In general, if you think one more pass around the table would be enough to wrap up the score, let it finish without Candlestick and catch back up with them during downtime. If it's going to be longer than that, take a second to figure out when and how there can be a break in the action of the current score so Candlestick can show back up.

What "conflict" means in this case is informal - a string of uninterrupted action. In some later games in this engine Trauma notes you're out for at least "the scene", which means about the same thing - the current string of actions.

But isn't the entire score a string of uninterrupted action?

That's an easy impression to get, sure! Clocks are ticking over the entire length of a score, and you explicitly haven't got the time to resupply, de-stress, or recover from harm.

As a GM you're encouraged by the GM section to cut to the action and not get caught up in minutia, but all that means is you're fast-forwarding past time that would otherwise be uneventful. That time still exists!
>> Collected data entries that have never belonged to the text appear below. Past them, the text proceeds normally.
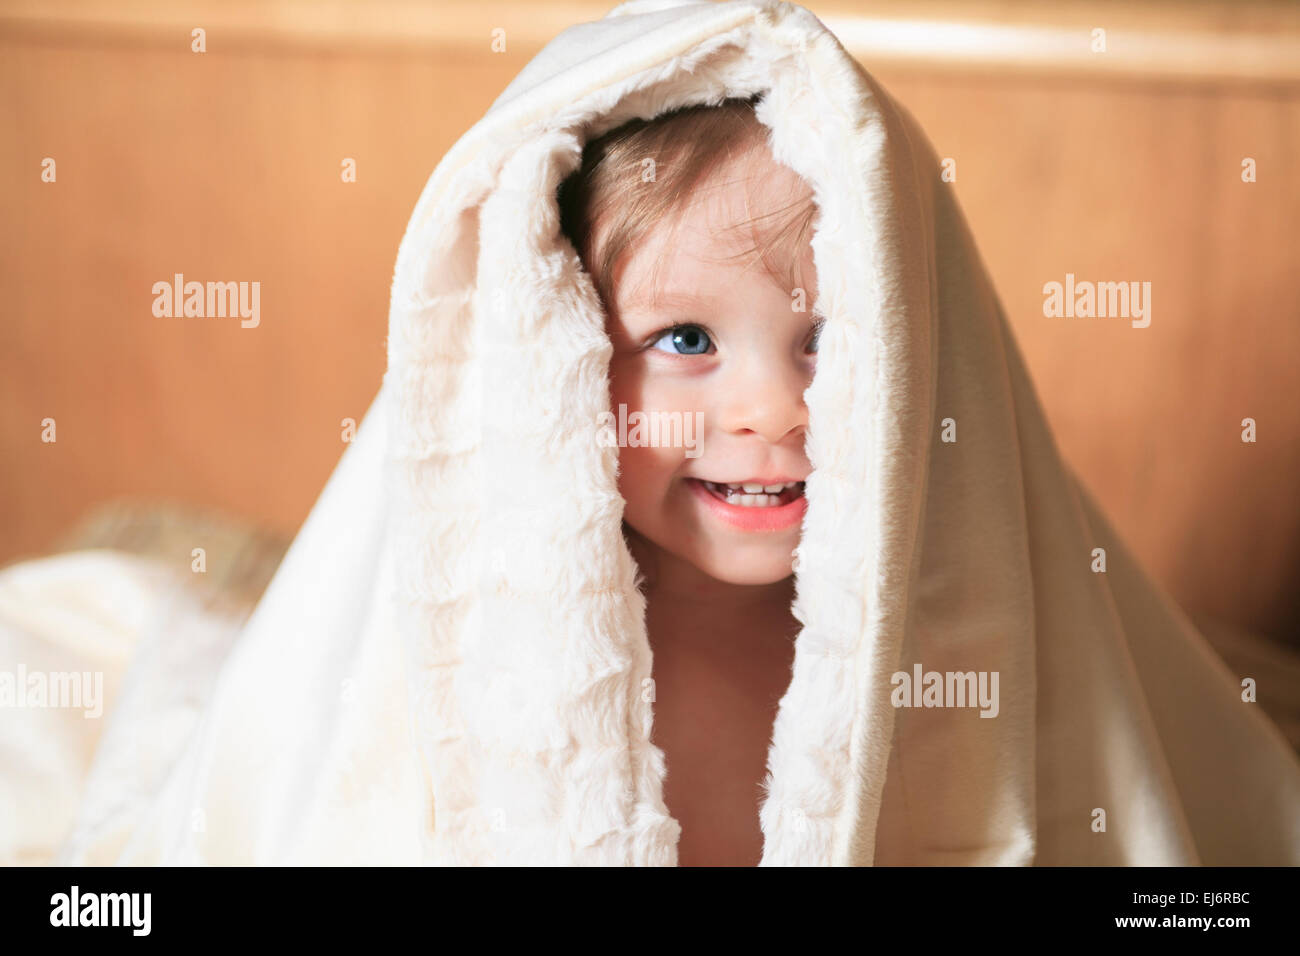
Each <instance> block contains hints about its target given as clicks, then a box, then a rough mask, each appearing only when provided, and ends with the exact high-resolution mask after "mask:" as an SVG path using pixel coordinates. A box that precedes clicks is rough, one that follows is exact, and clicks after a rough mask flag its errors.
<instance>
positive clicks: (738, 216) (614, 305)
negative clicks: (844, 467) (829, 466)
mask: <svg viewBox="0 0 1300 956" xmlns="http://www.w3.org/2000/svg"><path fill="white" fill-rule="evenodd" d="M720 179H722V181H723V182H722V185H716V183H715V182H710V183H707V187H706V189H702V190H701V193H702V196H701V199H697V200H695V203H694V204H693V206H692V207H690V208H689V209H686V211H685V212H684V213H681V219H680V225H679V226H677V230H676V233H675V234H673V233H672V230H671V229H669V228H667V226H659V228H658V229H656V230H654V232H653V233H651V235H650V237H649V239H647V241H646V242H645V243H643V245H642V246H640V247H638V248H636V250H634V251H633V254H632V255H630V256H629V258H628V260H627V265H625V268H624V269H623V272H621V274H619V276H617V281H616V284H615V295H614V298H615V302H614V303H612V306H611V310H610V311H611V316H610V337H611V341H612V343H614V358H612V362H611V369H610V376H611V392H612V410H614V414H615V416H616V418H623V416H620V406H625V415H627V416H632V414H633V412H636V411H642V412H645V414H646V416H647V419H646V420H645V421H643V424H645V425H646V427H647V428H646V433H647V434H649V424H650V421H649V419H653V418H656V416H658V419H659V423H660V424H667V423H671V418H669V415H671V414H672V412H677V416H676V418H677V420H680V423H681V424H682V431H681V432H680V436H681V440H680V441H676V444H673V441H675V440H676V438H677V436H675V434H673V433H672V432H671V429H668V428H660V438H659V445H658V446H651V445H645V444H640V445H633V441H632V440H633V437H634V434H636V433H634V425H636V418H628V425H627V434H628V440H627V441H625V444H624V441H623V440H621V437H620V449H619V464H620V476H619V490H620V492H621V494H623V497H624V499H625V502H627V509H625V511H624V519H625V520H627V522H628V523H629V524H630V525H632V528H633V529H636V531H637V532H640V533H641V535H642V536H643V537H645V538H647V540H649V541H650V542H651V545H654V546H658V548H659V549H663V550H664V551H667V553H669V554H672V555H675V557H677V558H680V559H682V561H685V562H689V563H690V564H693V566H694V567H695V568H698V570H699V571H703V572H705V574H707V575H710V576H711V578H714V579H716V580H720V581H725V583H729V584H772V583H775V581H780V580H783V579H785V578H788V576H789V575H790V572H792V557H793V555H792V553H793V550H794V548H796V546H797V545H798V540H800V525H801V520H802V518H803V511H805V507H806V499H805V498H803V485H802V484H801V483H802V481H803V480H805V479H806V477H807V475H809V472H810V471H811V467H810V464H809V460H807V458H806V455H805V451H803V442H805V436H806V431H807V408H806V407H805V405H803V390H805V389H806V388H807V386H809V384H810V382H811V380H813V371H814V367H815V360H816V352H815V349H816V337H815V325H814V317H813V304H814V302H815V300H816V287H815V271H814V264H813V250H811V246H809V245H807V243H805V247H803V250H802V252H801V254H802V256H803V272H802V274H803V276H805V277H806V281H807V282H809V286H807V287H805V289H803V290H802V291H801V290H796V289H783V287H780V285H779V284H777V281H776V280H774V278H771V277H770V276H768V274H767V272H766V271H764V269H763V267H762V264H761V263H758V261H757V260H755V261H754V263H751V264H750V261H749V260H750V259H751V256H738V258H736V259H733V260H732V261H722V260H720V259H722V256H725V255H729V254H733V252H736V251H742V250H748V248H750V247H751V245H753V239H754V238H755V237H754V235H753V233H751V232H750V230H749V229H748V228H741V229H737V230H732V232H731V233H725V234H724V230H725V229H727V228H728V226H731V225H732V224H736V222H744V221H745V220H748V219H750V217H754V216H762V215H763V213H767V212H774V211H776V209H781V208H783V207H785V206H788V204H789V203H790V202H793V200H796V199H797V198H801V196H803V195H807V193H809V190H807V186H806V185H805V183H803V181H802V179H801V178H800V177H798V176H797V174H796V173H793V172H792V170H789V169H787V168H785V166H781V165H779V164H777V163H776V161H775V160H774V159H772V157H771V155H770V152H768V151H767V148H766V147H759V148H758V150H757V151H755V152H753V153H750V156H749V157H748V160H746V161H742V163H740V164H736V165H728V166H727V168H724V169H723V170H720ZM746 194H748V199H749V204H748V207H746ZM788 215H790V213H783V215H780V216H774V217H772V220H766V221H764V225H763V228H770V226H768V225H767V222H783V221H785V216H788ZM656 263H658V268H659V295H658V298H656V299H653V298H651V291H653V290H651V274H653V268H654V267H655V264H656ZM666 414H669V415H666ZM697 423H699V424H702V433H701V432H694V431H692V429H693V428H694V425H695V424H697ZM616 427H617V425H616ZM642 437H645V436H642ZM690 438H693V440H694V442H695V449H694V450H693V449H690V447H689V445H690ZM728 485H731V486H736V488H737V490H732V492H729V493H728V490H727V488H725V486H728ZM744 485H749V488H742V486H744ZM755 485H762V486H763V488H761V489H757V490H755V488H754V486H755Z"/></svg>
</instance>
So, if you're more than "once around the table" from the end of a score, figure out where there's going to be some of that skippable time. Maybe after a score clock resolves in the players' favor. Maybe after they make a big important roll. Maybe they could fill a clock or make a big roll in order to create the time for Candlestick to get back into the score! That could be fun, especially if they were banking on Candlestick's particular talents to finish out the score in the first place.